The Redundancy Paradox

images/pico-8-movement

Let's say you are building a temperature analytics system. You are working on both the hardware and software parts of it. As for the IoT devices to measure temperature, you decide to have one with a thermistor and one with a thermocouple. Rationale being, if one technology fails, the other one will carry you forward. This is called the 1-out-of-2 principle, or Diverse Redundancy in this case. Quite intuitive, in fact, the gold standard in hardware systems.

But then, you decide to follow the same thing in your software system. You decide to build two completely different implementations of the same temperature analytics component that do the exact same thing. Pause for some time and think about whether this is a good idea... The software safety standards actually advise against it, and the main reason is the nature of the failure.

Hardware usually breaks because of physics. A fan gets dusty, A capacitor leaks, a battery loses capacity, or moving parts wear out. If there is one electronic sensor and one mechanical switch, they are unlikely to share the same physical "blind spot." Thus, a hardware failure is almost an independent event.

Software is different. Software doesn't break because of physics; it breaks because of math and misunderstanding. The Knight-Leveson study found that even when different teams write software independently, they tend to make the same logical errors in the same difficult parts of the requirements. If the specification says, "Handle the edge case of a 0.001ms delay," and that requirement is hard to implement, both teams will likely introduce a bug at that exact point. Diversity doesn't protect you from a flawed blueprint.

The second and most obvious yet intriguing reason is "Software Maintenance". If you have two software versions, you now have twice as much code to maintain, verify, and document.
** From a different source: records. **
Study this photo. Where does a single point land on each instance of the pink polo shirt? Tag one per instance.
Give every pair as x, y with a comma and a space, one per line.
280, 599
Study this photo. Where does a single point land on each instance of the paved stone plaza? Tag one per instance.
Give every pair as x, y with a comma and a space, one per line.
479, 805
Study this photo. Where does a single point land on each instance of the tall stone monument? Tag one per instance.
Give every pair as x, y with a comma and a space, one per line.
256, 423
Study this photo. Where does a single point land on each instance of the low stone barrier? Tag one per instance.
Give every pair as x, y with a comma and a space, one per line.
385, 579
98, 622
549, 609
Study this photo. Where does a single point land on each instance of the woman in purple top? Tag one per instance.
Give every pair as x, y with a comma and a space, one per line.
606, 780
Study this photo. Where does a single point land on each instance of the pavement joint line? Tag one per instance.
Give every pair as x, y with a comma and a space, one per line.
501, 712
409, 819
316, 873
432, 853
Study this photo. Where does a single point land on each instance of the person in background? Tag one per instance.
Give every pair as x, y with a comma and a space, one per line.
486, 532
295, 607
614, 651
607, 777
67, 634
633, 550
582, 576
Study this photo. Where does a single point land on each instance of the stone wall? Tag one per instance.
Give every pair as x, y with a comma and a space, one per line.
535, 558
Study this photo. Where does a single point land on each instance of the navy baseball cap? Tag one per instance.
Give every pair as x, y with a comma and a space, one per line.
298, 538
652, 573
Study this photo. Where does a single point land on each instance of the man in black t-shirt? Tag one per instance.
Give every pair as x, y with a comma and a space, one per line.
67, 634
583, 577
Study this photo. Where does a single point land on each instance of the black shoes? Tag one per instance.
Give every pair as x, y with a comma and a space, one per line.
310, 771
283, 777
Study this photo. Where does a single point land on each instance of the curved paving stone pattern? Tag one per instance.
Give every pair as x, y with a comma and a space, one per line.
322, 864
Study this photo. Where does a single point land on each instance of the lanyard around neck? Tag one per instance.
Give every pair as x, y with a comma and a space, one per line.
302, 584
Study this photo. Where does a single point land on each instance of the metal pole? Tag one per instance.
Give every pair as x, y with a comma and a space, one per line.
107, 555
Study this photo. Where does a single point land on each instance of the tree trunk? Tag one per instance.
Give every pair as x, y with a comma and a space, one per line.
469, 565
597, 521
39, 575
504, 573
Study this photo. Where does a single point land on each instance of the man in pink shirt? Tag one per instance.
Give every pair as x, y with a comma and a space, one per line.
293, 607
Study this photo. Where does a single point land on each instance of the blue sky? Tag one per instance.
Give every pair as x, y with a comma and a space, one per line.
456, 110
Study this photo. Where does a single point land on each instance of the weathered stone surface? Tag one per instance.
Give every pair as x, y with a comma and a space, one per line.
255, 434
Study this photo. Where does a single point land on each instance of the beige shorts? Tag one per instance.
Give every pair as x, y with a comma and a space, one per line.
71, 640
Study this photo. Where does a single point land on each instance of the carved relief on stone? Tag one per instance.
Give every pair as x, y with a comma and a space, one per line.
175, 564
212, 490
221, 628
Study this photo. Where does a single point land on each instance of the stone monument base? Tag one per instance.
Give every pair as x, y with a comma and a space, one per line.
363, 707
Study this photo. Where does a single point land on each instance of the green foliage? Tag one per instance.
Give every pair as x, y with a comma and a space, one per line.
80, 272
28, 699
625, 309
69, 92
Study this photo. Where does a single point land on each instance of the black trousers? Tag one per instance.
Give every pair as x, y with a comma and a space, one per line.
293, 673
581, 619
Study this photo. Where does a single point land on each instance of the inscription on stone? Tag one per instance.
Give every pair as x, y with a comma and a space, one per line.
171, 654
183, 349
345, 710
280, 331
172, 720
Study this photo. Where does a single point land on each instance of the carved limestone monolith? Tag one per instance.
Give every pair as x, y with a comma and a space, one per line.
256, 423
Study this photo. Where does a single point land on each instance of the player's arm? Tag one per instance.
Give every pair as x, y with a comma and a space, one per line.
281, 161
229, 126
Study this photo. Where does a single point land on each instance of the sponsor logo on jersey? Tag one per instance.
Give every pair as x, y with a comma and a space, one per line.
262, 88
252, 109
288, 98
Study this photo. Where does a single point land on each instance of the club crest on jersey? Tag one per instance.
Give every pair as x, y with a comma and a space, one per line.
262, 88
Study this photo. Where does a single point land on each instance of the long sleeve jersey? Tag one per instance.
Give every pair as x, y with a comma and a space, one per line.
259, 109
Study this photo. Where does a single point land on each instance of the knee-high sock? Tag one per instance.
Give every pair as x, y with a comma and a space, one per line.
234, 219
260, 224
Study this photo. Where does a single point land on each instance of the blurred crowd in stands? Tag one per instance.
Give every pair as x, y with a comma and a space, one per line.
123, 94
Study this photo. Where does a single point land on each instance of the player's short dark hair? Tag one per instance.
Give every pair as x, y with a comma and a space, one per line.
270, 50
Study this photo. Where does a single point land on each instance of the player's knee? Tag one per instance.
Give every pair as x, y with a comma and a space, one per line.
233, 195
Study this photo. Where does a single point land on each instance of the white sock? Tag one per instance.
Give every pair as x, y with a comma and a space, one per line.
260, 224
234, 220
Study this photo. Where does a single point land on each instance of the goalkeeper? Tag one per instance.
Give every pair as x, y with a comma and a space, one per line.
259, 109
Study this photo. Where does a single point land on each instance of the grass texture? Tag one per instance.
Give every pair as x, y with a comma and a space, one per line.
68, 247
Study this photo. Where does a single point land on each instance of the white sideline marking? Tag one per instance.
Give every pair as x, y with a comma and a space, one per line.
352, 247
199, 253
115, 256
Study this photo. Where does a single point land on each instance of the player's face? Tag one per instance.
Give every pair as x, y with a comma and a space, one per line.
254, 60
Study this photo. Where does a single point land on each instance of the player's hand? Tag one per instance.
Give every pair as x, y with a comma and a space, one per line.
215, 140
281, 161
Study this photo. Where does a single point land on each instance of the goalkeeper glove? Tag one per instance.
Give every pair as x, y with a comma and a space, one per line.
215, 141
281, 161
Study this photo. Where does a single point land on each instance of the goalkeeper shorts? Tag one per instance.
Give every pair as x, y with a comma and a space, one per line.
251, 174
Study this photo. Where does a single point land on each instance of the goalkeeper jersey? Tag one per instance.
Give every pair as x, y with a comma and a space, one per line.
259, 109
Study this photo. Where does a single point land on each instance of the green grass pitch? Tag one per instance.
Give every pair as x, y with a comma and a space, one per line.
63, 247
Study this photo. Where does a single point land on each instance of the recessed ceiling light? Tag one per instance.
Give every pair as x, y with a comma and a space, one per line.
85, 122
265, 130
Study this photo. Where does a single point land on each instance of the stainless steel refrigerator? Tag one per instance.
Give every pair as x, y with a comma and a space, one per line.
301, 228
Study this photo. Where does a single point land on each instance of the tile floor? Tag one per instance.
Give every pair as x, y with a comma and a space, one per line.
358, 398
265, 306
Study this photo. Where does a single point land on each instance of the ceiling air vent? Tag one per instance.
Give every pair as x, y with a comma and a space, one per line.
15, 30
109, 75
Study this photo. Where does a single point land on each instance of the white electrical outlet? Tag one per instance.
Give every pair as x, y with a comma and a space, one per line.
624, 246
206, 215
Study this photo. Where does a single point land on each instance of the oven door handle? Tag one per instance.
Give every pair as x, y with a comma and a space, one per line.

I assume you'd already thought about this when I asked you to pause earlier. But why is software maintenance such a huge pain in the ass? How is it different from hardware maintenance?

In software, "maintenance" is a misnomer if you are from a hardware background. You aren't usually fixing something that wore out. You’re fixing something that was never actually right to begin with, or you're changing it because the world around it moved. When you change one line of code in a large system, you aren't just swapping a part; you are potentially changing the meaning of every other line that touches it. This is why software has "side effects" and hardware generally doesn't.

When a hardware fails, the failure is usually tangible; it's pretty evident to see if anything has burnt or worn out. But when a Python script fails because of a race condition, there is no "smoke". The bug only exists in time. You have to build a mental model of the entire state machine just to see the ghost.

Hardware eventually reaches a "steady state." Once a server is racked and cooled, it stays the same for years. Software, however, sits in a soup of changing dependencies. Your uv environment might be locked, but the OS, the APIs it calls, and the security exploits discovered yesterday are all shifting. To keep software "the same," you have to change it constantly.

In the hardware world, you're a mechanic. In the software world, you're a historian and a detective trying to figure out what a version of yourself from three years ago was thinking. We try to solve software problems with hardware solutions because we're still thinking like mechanics. But code isn't a machine; it's a thought process. If you want to solve puzzles that never end, maintain software. Just don't be surprised when the puzzle starts fighting back.